Minggu, 18 September 2016

Straight - Episode 8 ( Bagian Satu )

“Malam berseri, indah damai dalam hati
Kau berikan rasa ini, hingga dapat ku bermimpi
Tentang maaf yang bersemi
Tentang cinta yang tak letih
Dan kuharapkan kekasih
Tak perlu bertengkar lagi
Tak perlu menangis lagi
Biarkan kita mengalir sampai nanti….”
( Puisi Adinda – Song by Ariel Noah )

Rumah Jenderal Xu Da…
Bayangan itu bergerak cepat melintasi halaman yang luas seolah kilasan gelap sesaat yang tak sempat tertangkap oleh mata. Sosok bayangan yang jelas tinggi menjulang dalam balutan jubah panjang itu tak berhenti meski telah melewati halaman luas dan melompati sebuah taman lebar. Tepat di belakangnya, satu sosok lain bergerak dengan cepat berusaha untuk menyusul meskipun tampaknya, kemampuan geraknya masih jauh di bawah sosok pertama yang kini telah sampai di beranda rumah utama, melintasi pintu demi pintu tanpa maksud untuk berhenti sama sekali, hingga sebuah suara terdengar tajam disusul terkuaknya satu pintu yang terletak di sisi ujung bangunan utama tersebut.

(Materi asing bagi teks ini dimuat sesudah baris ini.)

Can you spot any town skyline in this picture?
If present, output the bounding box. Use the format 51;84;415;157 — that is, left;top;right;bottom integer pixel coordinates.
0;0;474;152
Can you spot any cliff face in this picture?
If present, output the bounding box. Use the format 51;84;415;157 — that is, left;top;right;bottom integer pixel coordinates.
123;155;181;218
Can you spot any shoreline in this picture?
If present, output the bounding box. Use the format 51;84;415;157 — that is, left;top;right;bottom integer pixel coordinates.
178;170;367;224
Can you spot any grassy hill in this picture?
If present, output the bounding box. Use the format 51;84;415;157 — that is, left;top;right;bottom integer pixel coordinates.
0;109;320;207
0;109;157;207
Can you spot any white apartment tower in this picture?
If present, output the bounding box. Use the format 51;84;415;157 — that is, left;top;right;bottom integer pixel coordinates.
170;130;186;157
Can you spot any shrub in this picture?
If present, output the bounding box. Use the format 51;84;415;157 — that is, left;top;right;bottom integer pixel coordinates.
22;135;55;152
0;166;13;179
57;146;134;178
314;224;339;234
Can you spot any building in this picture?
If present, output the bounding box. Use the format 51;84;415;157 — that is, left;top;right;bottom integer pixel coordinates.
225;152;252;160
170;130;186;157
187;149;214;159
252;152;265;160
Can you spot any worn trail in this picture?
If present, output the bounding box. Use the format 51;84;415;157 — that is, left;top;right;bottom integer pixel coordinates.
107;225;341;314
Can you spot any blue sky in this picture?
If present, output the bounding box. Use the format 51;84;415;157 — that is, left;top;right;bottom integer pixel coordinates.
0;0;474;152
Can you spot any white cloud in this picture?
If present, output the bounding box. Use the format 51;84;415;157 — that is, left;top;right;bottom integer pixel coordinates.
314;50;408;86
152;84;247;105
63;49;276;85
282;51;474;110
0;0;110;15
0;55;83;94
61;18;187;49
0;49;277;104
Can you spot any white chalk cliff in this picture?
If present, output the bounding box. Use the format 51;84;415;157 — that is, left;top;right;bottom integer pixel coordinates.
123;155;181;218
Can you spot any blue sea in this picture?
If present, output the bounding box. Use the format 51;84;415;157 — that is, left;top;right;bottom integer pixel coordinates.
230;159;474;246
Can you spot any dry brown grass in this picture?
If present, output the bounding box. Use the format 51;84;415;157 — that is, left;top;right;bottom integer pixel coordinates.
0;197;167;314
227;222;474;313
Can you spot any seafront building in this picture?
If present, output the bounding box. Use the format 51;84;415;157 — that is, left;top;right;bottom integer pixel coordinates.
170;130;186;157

“Changyi!” suara yang berat itu terdengar dengan sangat jelas meski tak keras, mengumandangkan kewibawaan yang sangat kuat hingga memaksa sosok bayangan yang bergerak cepat di depan setiap pintu tersebut seketika menghentikan langkahnya. Sosok lain di belakang bayangan pertama turut berhenti dan seketika membungkuk hormat saat seorang lelaki bertubuh tinggi besar melangkah keluar dari pintu yang terbuka.
“Jenderal” sebut bayangan kedua yang membungkuk penuh hormat tersebut demikian ia melihat Jenderal Xu Da.

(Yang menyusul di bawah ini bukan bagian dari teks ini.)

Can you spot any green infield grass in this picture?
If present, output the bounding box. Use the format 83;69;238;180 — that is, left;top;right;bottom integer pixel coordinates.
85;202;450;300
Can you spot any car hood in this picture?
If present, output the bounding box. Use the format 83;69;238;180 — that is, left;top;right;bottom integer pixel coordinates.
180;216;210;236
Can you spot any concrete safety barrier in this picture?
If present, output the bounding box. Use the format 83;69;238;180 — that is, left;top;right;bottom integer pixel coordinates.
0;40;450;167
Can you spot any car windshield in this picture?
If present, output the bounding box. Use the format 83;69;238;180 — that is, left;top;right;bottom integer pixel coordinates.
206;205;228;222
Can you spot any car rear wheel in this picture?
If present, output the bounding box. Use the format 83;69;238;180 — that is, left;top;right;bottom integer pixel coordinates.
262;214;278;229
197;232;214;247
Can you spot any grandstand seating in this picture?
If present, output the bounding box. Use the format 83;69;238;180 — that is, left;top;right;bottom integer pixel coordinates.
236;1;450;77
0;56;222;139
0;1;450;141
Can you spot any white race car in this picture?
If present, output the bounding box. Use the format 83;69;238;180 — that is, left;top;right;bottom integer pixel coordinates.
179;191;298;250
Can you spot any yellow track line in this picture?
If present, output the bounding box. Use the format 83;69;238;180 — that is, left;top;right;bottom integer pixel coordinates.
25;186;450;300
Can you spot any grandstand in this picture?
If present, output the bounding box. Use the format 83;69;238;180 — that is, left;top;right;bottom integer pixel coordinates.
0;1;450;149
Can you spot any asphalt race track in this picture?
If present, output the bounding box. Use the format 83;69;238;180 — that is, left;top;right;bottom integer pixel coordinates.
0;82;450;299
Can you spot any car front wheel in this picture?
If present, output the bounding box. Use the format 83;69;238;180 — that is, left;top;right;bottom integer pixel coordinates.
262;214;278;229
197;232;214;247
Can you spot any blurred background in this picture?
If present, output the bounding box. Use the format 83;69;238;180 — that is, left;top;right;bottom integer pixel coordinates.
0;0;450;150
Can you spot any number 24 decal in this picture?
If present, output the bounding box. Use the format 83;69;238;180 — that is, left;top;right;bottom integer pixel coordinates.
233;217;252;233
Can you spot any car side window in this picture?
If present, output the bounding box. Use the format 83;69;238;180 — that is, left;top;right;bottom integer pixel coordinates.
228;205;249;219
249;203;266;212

“Changyi?” panggil Jenderal Xu Da mengalihkan pandangannya dari sosok pertama yang terlihat berdiri termangu. “Kenapa kalian datang hanya berdua? Di mana Xiao Chen?”

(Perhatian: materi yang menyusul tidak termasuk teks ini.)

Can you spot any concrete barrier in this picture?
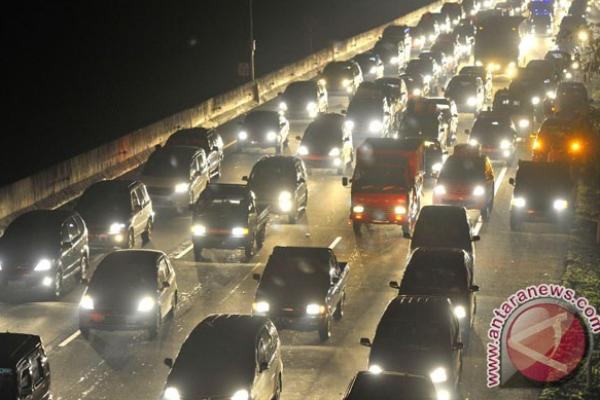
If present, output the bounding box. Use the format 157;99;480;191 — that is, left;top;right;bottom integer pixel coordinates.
0;0;443;226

Tak terdengar jawaban. Hanya sebuah gerak perlahan dari sosok pertama yang terlihat menarik lepas jubah penutup kepalanya, menampakkan seraut wajah rupawan yang pias nanar.
“Changyi?” tegur Jenderal Xu Da saat ia tak mendapakan jawaban dari mulut Xu Changyi.
Changyi tertunduk. Terlihat gerakan kasar di lehernya saat pemuda itu berusaha menelan ludah seolah apa yang tengah melewati kerongkongannya adalah sebongkah batu berduri yang amat keras dan tajam.
“Ayah…kita telah terlambat” bisik Changyi sehalus angin.
Jenderal Xu Da mengerutkan alisnya saat mendengar jawaban yang nyaris hanya berupa desisan daun tersebut.
“Terlambat?” tanyanya kemudian seraya menatap putranya. “Apanya yang terlambat? Apa yang sebenarnya terjadi?”
Changyi kembali terdiam. Wajahnya tertunduk dalam kekosongan yang menyengat membuat Jenderal Xu Da tak lagi sabar menunggu. Maka, setelah mengeluarkan satu  dengusan keras, panglima tertinggi kerajaan itu mengalihkan tatapan matanya ke arah sosok kedua yang juga telah melepaskan jubah penutup tubuhnya dan menampakkan sosok gagah Perwira Bohai, prajurit setia yang selalu mengikuti Jenderal Xu Da kemanapun.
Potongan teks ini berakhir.